Whether we were particularly enlightened by photos of the Duchess of York having her toes sucked by an American millionaire, and the divorce that inevitably ensued, is debatable. So is the snapshot of one of the queen's cousins, Prince Ernst August of Hanover, 23rd in line to the British throne, letting out a pint or so of beer in public at a trade fair.

Yet for all that, the popularity of Britain's royal family remains very tangible -- and the subjects like what they see. Prince Charles and Camilla pictured arm-and-arm at parties, with the queen's approval at last (but with the fury over a Queen Camilla perhaps yet to come).

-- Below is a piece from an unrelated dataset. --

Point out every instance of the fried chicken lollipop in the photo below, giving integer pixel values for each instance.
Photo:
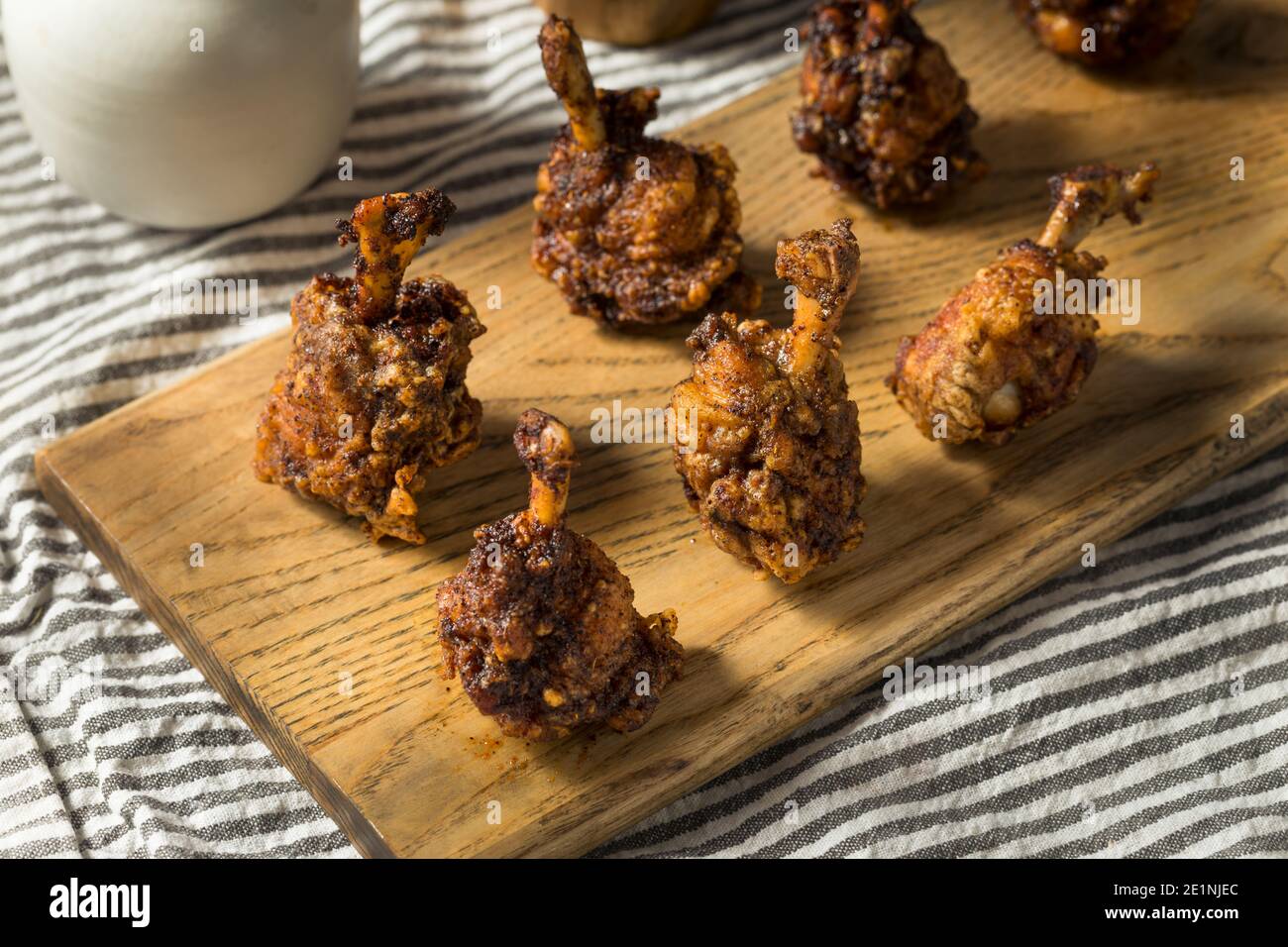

Sarah, the wandering Duchess of York, has chucked out her toe-sucking boyfriend and is back living like man and wife with ex-husband Prince Andrew --and whispers are about that they will remarry. The queen's youngest son, Prince Edward, finally got wed, thus ending another whispering campaign, that he was gay.

Even the Queen Mother (loves lobster, hates cats), nearing her 100th birthday, seems less harsh in her condemnation of the now-dead Wallis for driving her own husband, King George VI, to his grave.

Still, a few -- about 19 percent in recent polls -- want a British republic. Forget it. America is a republic, Britain a monarchy. The one and only time it was a republic lasted less than 20 years in the 17th century, and the religious nutter who led it, Oliver Cromwell, ended up with his head stuck on a pole atop Westminster Hall.

Oh, and the lousy cook? That's Prince William, Charles' son who has just turned 18. At Eton, he has gained a reputation as truly awful at cookery, largely on the basis of a paella that his pal Ned said "looks and feels like worms."

Fortunately for us, William is going to run a kingdom, not a McDonald's.

Al Webb is an independent American journalist living in London.